Dağda biri diğerinden daha yüksek olan iki zirve vardır. Bir süre tırmandıktan sonra, ikiye ayrıldılar ve Bay Hardinge yüksek zirveye yönelirken, Bay Macmillan da arkadaşını daha sonra izlemek üzere ötekine tırmanmaya başladı. Zirveye ulaşan Bay Hardinge, Bay Macmillan’ı aşağıdaki tepede gördü ve mendilini sallayarak ona işaret verdi. Bay Macmillan tepeden inmeye başladı.Ve son kez görüldüğünde inişi hemen hemen yarılamıştı. Arkadaşının yanına gelmediğini gören Bay Hardinge, aşağıya inerek onu son kez görmüş olduğu yere gitti. Bay Macmillan’dan eser yoktu. Bay Hardinge ile yardımcısı, kendisini her yanda aradıktan sonra bulamayınca, Bursa’ya dönerek Tarabya’daki İngiliz Konsolosluğuna, Bay Macmillan’ı tuhaf bir şekilde ortadan kaybolduğunu haber veren bir telgraf çektiler.
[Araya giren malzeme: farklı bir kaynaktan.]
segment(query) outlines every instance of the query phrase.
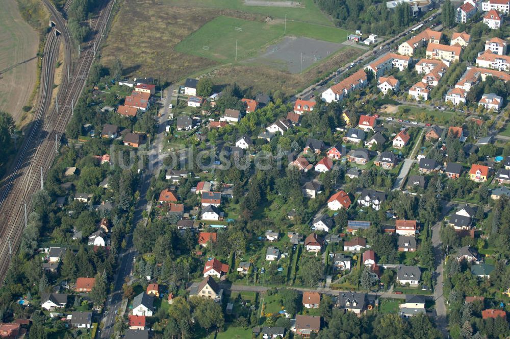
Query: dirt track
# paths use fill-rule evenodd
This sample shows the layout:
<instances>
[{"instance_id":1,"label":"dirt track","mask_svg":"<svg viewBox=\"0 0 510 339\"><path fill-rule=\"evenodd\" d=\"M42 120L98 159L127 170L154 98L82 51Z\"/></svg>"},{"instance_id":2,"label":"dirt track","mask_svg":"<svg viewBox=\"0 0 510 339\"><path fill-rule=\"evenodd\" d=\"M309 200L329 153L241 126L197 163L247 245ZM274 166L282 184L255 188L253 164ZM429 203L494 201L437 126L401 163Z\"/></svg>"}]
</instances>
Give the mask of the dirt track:
<instances>
[{"instance_id":1,"label":"dirt track","mask_svg":"<svg viewBox=\"0 0 510 339\"><path fill-rule=\"evenodd\" d=\"M3 0L0 11L0 70L36 56L39 38L21 18L15 0ZM19 121L36 80L35 59L0 75L0 110Z\"/></svg>"}]
</instances>

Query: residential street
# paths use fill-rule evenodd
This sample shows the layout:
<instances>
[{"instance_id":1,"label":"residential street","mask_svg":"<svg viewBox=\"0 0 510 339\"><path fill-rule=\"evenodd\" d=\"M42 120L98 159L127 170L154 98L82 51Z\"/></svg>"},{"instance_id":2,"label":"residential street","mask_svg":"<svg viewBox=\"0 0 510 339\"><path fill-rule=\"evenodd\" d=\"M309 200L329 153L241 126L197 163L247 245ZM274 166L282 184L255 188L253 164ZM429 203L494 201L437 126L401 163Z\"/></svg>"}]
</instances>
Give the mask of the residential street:
<instances>
[{"instance_id":1,"label":"residential street","mask_svg":"<svg viewBox=\"0 0 510 339\"><path fill-rule=\"evenodd\" d=\"M161 116L159 118L159 127L156 139L149 146L149 171L142 173L140 177L138 188L140 199L135 210L135 216L133 222L134 225L137 225L143 220L142 212L146 210L150 210L151 207L150 204L148 203L145 199L145 196L152 176L159 174L161 165L163 163L164 154L160 151L165 137L165 127L168 113L170 110L168 106L171 100L173 91L173 87L172 86L167 89L166 96L163 98ZM151 171L150 171L150 169L152 169ZM105 311L103 314L103 329L102 330L98 330L99 333L98 335L100 338L110 338L114 333L113 327L115 323L115 311L119 310L122 303L122 285L125 282L125 278L130 276L133 268L134 258L138 254L133 247L132 234L129 234L126 236L126 241L128 246L126 247L125 251L119 255L120 265L114 279L115 289L111 291L105 304ZM123 313L123 310L120 312L121 313Z\"/></svg>"},{"instance_id":2,"label":"residential street","mask_svg":"<svg viewBox=\"0 0 510 339\"><path fill-rule=\"evenodd\" d=\"M453 207L451 203L445 200L441 200L441 214L439 218L442 221L444 217ZM444 257L443 253L443 245L441 243L441 221L439 221L432 228L432 246L434 249L434 258L436 269L435 272L436 286L434 287L434 301L436 302L436 321L438 328L445 335L448 334L447 329L448 320L446 314L446 306L445 304L445 298L443 294L443 284L444 279L443 276L443 265Z\"/></svg>"},{"instance_id":3,"label":"residential street","mask_svg":"<svg viewBox=\"0 0 510 339\"><path fill-rule=\"evenodd\" d=\"M421 138L423 137L423 133L425 133L425 129L422 129L421 131L420 132L420 136L418 137L418 140L421 140ZM405 183L405 178L407 176L407 174L409 173L409 171L411 169L411 167L413 166L413 164L416 162L416 159L415 157L416 155L416 151L418 150L418 148L421 144L421 143L419 141L416 142L415 144L414 148L413 149L413 151L411 151L411 154L410 154L409 156L405 158L404 160L404 163L402 164L402 167L400 167L400 172L398 173L398 176L397 177L397 179L395 180L395 183L393 184L393 188L392 190L396 190L402 188L403 185Z\"/></svg>"}]
</instances>

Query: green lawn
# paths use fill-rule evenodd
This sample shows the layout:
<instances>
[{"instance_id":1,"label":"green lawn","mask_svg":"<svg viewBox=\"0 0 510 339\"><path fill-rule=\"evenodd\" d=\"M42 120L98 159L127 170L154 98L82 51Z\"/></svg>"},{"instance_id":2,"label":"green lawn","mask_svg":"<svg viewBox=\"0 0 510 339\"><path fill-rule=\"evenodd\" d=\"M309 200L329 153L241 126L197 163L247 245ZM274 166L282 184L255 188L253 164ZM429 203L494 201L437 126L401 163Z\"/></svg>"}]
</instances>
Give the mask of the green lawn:
<instances>
[{"instance_id":1,"label":"green lawn","mask_svg":"<svg viewBox=\"0 0 510 339\"><path fill-rule=\"evenodd\" d=\"M268 313L278 313L282 310L282 306L280 306L278 302L279 297L277 294L273 294L272 296L266 295L264 297L264 303L266 305L266 308L264 310L265 314Z\"/></svg>"},{"instance_id":2,"label":"green lawn","mask_svg":"<svg viewBox=\"0 0 510 339\"><path fill-rule=\"evenodd\" d=\"M272 2L278 1L272 0ZM296 20L333 26L327 17L314 4L313 0L301 0L299 2L302 6L300 7L247 6L244 0L166 0L165 2L180 6L236 10L280 19L285 19L286 16L287 23Z\"/></svg>"},{"instance_id":3,"label":"green lawn","mask_svg":"<svg viewBox=\"0 0 510 339\"><path fill-rule=\"evenodd\" d=\"M505 128L498 134L504 136L510 136L510 123L507 123Z\"/></svg>"},{"instance_id":4,"label":"green lawn","mask_svg":"<svg viewBox=\"0 0 510 339\"><path fill-rule=\"evenodd\" d=\"M397 313L398 312L398 305L403 302L402 299L381 299L379 300L379 313Z\"/></svg>"},{"instance_id":5,"label":"green lawn","mask_svg":"<svg viewBox=\"0 0 510 339\"><path fill-rule=\"evenodd\" d=\"M308 22L289 21L287 35L330 42L346 40L346 31ZM253 57L265 46L284 36L284 23L270 25L257 21L218 16L202 26L175 46L175 50L218 62Z\"/></svg>"},{"instance_id":6,"label":"green lawn","mask_svg":"<svg viewBox=\"0 0 510 339\"><path fill-rule=\"evenodd\" d=\"M216 339L241 339L251 338L252 329L243 327L228 327L226 331L220 332L216 334Z\"/></svg>"}]
</instances>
Bay Macmillan’ın İngiltere’deki akrabaları, haberi öğrenince kendisinin bulunması için hiçbir masraftan kaçınılmamasını bildirdiler.Konsolosluğun tercümanı olan Bay Block, arama ekipleri oluşturarak yetmiş kişiyi çeşitli yönlerde seferber etti ve Bay Macmillan’ı canlı halde bulacak olan kişiye 500 Sterlin, cesedini bulacak olan da 25 Sterlin tutarında ödül vereceğini açıkladı. Arama faaliyetine toplam iki yüz kişi katıldı. Ne var ki, hiçbir sonuç alınamadı. Uludağ yolcularının yanındaki yardımcı ise, her an için, Bay Macmillan’ı işitebilecek bir mesafede bulunduğunu ve kendisini son gördüğünde, tepenin yarısına kadar inmiş olduğunu söylemektedir.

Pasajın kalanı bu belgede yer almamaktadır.